The group conducts regular audits of its 6,000 suppliers and 30,000 indirect suppliers and has put in place a monitoring system “with an early warning system to alert us if things go wrong and if there´s any sign of misconduct”, she said. “We have a responsibility to check”.
Using green energy is the main lever in all sections of the supply chain. Since 2020 BMW has purchased electricity only from a variety of 100% CO2-free energy sources: wind turbines and hydrogen in Leipzig, geothermal energy in Shenyang, solar panels in Debrecen.
By 2025, BMW will have sold two million fully electric vehicles but that is only part of the picture, said Meerwaldt: “What makes a real difference is using green energy to power the car.”
A car with a combustion engine will produce 40 tonnes of CO2 over its lifetime. An electric car will produce 14 tonnes if it uses a mix, or ‘grey’ energy. If the car is charged exclusively with renewable energy, it will produce a mere 1 tonne of CO2.
“We negotiate the use of green energy with all our suppliers,” said Meerwaldt. “We’re also embracing the circular economy idea, replacing primary materials with recycled materials whenever possible.”
BMW is a global company, so it has to deal with variations in legislation, regulations and customer expectations in different countries.
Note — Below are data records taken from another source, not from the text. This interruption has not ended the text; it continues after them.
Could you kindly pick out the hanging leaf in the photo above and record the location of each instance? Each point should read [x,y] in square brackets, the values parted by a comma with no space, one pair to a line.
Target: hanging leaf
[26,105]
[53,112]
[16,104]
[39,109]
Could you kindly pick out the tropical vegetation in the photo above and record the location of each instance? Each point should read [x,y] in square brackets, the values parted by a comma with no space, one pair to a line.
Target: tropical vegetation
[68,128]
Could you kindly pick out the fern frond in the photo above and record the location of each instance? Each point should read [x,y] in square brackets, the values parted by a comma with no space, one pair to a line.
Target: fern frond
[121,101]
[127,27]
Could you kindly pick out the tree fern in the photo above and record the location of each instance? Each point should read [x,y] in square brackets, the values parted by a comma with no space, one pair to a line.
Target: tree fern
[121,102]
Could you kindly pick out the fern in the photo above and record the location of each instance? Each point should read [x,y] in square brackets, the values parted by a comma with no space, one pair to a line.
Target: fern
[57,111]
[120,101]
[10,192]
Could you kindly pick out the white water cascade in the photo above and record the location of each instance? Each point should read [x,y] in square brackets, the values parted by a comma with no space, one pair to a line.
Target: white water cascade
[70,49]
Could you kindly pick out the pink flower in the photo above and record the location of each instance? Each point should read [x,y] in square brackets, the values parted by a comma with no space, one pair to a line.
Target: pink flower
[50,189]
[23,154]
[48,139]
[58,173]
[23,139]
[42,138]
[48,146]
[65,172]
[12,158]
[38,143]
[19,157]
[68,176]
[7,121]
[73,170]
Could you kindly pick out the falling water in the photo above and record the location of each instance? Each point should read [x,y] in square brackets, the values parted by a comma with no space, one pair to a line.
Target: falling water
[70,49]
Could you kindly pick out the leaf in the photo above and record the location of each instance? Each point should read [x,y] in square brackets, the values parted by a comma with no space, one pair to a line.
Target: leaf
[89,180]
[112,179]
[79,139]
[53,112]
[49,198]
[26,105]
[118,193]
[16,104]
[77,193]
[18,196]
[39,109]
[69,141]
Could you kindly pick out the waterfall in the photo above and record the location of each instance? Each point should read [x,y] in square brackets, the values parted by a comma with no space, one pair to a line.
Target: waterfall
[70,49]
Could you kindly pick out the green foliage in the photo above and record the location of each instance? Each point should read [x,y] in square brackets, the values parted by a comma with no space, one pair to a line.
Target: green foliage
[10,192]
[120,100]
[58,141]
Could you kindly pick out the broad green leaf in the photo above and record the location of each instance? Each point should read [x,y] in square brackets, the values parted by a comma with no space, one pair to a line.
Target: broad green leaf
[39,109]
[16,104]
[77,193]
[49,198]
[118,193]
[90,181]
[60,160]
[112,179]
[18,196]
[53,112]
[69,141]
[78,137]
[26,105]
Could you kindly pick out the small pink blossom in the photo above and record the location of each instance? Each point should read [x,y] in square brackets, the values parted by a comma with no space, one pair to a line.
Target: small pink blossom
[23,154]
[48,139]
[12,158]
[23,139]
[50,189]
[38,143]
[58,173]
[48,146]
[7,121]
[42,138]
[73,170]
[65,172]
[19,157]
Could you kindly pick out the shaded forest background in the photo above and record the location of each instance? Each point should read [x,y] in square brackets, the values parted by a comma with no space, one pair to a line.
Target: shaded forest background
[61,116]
European consumers and, above all, companies are the most demanding when it comes to sustainability.
“Europe leads the way and European corporates are really pushing this,” she said. “They ask questions and they demand detailed and validated sustainability data on every product.”
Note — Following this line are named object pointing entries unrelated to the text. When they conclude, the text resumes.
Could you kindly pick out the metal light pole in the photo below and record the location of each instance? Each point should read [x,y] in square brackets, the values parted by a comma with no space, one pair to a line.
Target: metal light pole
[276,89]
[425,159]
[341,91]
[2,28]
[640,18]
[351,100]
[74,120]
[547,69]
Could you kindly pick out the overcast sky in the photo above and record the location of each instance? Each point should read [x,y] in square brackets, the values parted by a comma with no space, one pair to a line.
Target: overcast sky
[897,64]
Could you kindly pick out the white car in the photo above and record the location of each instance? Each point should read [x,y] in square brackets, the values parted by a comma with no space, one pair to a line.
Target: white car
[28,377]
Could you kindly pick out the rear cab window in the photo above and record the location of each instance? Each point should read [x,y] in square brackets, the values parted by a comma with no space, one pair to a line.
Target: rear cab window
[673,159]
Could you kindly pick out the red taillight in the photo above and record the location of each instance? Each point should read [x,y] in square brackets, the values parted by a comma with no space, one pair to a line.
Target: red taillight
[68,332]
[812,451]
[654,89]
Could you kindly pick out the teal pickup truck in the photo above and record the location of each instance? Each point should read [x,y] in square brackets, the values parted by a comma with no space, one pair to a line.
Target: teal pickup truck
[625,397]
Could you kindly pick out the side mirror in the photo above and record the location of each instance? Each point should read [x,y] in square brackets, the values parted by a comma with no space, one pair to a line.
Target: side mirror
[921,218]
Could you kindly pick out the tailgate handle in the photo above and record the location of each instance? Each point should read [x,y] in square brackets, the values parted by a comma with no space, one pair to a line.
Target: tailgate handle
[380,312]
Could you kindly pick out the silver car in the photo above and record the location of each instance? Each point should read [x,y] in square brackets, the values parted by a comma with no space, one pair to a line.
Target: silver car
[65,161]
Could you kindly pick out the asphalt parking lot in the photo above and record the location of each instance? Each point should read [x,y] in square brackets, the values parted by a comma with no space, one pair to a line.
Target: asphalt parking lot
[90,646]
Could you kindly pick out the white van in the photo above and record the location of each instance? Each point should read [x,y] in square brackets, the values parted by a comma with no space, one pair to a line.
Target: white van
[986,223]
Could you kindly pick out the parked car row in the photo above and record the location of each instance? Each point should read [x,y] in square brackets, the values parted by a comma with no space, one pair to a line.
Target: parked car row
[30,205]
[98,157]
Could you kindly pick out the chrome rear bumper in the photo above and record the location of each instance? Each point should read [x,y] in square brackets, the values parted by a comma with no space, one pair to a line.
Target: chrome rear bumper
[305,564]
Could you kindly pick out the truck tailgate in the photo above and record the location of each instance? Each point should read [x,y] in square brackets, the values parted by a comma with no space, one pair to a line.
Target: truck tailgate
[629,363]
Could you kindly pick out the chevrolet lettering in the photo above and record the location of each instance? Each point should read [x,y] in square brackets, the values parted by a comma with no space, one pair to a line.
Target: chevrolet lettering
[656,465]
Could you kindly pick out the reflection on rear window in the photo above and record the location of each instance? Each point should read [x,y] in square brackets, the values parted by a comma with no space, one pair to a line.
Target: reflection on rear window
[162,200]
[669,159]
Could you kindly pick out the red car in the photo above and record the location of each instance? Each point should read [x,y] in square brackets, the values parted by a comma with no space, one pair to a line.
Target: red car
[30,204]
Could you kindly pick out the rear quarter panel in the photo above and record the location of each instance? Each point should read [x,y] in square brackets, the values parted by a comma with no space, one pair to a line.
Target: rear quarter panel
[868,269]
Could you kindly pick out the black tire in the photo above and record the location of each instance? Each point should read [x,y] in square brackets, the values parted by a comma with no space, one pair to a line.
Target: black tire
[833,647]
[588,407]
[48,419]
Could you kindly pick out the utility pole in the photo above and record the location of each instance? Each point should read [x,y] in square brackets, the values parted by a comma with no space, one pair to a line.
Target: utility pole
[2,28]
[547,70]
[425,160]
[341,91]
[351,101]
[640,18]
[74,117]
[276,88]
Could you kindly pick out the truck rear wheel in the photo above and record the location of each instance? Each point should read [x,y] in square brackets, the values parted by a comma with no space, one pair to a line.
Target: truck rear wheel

In order to meet this demand, the group has introduced the BMW Vehicle Footprint, with four KPIs: climate impact; efficiency; circular economy; and supply chain.
“The EU´s efficiency rating labels are not very clear or informative and they do not reflect the supply chain,” said Meerwaldt. “So we have made this totally voluntary move to increase transparency and credibility. Giving accurate information will enable customers to take responsible and informed decisions.”